President Barack Obama complimented former President George W. Bush by name Monday.
The compliment came when he answered a question at a press conference in Tanzania about generous U.S. funding to counter the damage wrought by AIDS in Africa.
“President Bush deserves enormous credit for that,” Obama said. “This is one of his crowning achievements. … Millions of people’s lives have been saved.”
Bush and Congress established the President’s Emergency Plan for AIDS Relief, or PEPFAR, in 2003. The program spent $15 billion from 2003 to 2008 to counter the spread and damage of AIDS in Africa. The program saved 1 .1 million lives, according to a 2009 report.
In 2008, Congress tripled the size of the program, and authorized spending of $48 billion by the end of 2013.
Throughout his first term and into his second term, Obama has been reluctant to name or credit Bush for his policies, even when Obama continues or intensifies the same policies. For example, Obama has continued Bush’s policy of using drones to target jihadis, and he’s used Bush’s “No Child Left Behind” education law to centralize federal direction of states’ education policies.
But Obama also suggested today that his administration has improved the PEPFAR program. “We’re serving four times as many people,” and spending money to curb tuberculosis and malaria, he said today.
Earlier in the trip, on Friday, June 28, Obama complimented Bush during an informal meeting with some reporters aboard Air Force One.

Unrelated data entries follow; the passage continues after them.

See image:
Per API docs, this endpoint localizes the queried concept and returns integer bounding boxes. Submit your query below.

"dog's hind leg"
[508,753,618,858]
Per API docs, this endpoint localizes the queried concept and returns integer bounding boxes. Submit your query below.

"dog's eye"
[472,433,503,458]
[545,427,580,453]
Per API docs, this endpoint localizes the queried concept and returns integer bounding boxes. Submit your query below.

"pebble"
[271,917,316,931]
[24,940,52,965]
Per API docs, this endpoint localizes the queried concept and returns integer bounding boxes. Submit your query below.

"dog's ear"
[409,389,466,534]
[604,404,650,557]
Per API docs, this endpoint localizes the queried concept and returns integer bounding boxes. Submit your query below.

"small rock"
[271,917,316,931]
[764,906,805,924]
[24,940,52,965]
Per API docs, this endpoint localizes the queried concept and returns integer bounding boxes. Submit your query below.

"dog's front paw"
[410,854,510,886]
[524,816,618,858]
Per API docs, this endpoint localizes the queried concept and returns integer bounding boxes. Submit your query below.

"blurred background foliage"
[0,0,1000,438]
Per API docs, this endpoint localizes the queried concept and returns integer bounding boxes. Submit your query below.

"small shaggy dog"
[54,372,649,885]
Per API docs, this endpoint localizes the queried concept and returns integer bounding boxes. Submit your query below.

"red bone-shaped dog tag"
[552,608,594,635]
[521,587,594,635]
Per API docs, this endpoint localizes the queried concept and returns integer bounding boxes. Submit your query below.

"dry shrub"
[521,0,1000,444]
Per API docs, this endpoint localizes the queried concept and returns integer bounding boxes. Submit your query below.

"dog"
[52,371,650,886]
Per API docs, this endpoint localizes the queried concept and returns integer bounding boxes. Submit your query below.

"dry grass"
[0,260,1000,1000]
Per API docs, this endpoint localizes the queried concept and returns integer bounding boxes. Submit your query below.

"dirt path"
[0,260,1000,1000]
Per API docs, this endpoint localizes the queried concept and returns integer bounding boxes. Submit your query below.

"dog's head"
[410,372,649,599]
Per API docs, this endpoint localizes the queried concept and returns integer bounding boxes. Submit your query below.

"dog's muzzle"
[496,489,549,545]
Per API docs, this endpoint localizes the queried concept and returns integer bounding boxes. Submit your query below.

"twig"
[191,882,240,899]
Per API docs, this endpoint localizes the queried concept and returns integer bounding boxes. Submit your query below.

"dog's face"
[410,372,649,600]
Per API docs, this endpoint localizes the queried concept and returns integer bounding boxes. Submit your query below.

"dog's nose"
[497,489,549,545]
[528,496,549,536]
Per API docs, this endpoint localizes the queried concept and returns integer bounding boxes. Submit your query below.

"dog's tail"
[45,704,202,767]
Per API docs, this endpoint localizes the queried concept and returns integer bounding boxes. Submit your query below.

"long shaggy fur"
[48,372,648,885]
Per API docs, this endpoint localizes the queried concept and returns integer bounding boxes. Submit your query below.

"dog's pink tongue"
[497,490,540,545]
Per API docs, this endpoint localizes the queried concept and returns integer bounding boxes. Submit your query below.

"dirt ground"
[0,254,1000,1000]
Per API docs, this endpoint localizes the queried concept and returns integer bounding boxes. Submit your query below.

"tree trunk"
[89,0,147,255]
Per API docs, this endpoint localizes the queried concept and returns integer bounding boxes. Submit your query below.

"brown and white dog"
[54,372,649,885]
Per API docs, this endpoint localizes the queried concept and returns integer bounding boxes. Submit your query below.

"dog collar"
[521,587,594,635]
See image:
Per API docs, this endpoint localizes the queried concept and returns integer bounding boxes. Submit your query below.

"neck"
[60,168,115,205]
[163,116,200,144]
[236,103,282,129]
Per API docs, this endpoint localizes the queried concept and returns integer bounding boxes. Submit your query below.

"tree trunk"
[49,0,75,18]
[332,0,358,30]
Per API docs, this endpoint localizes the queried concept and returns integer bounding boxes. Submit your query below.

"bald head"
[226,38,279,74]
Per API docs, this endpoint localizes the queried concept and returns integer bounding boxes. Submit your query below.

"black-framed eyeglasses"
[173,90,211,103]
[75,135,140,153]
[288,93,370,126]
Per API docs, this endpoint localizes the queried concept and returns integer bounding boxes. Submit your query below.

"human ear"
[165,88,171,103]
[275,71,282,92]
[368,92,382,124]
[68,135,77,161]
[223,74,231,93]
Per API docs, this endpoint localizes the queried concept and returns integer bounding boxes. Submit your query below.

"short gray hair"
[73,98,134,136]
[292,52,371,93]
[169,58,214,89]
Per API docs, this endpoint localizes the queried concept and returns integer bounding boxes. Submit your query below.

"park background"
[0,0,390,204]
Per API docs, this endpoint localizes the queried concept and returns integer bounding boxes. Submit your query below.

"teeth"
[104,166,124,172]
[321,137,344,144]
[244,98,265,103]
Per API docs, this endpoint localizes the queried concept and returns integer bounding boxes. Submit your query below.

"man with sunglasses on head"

“First of all, if you look at a program like PEPFAR, President Bush deserves enormous credit for that,” he told the reporters. “It is really important. And it saved lives of millions of people. But even on PEPFAR, for example, what we’re doing is transitioning so that it’s not just a matter of delivering antiviral drugs; it’s also how do we create a health infrastructure in these countries that’s sustainable.”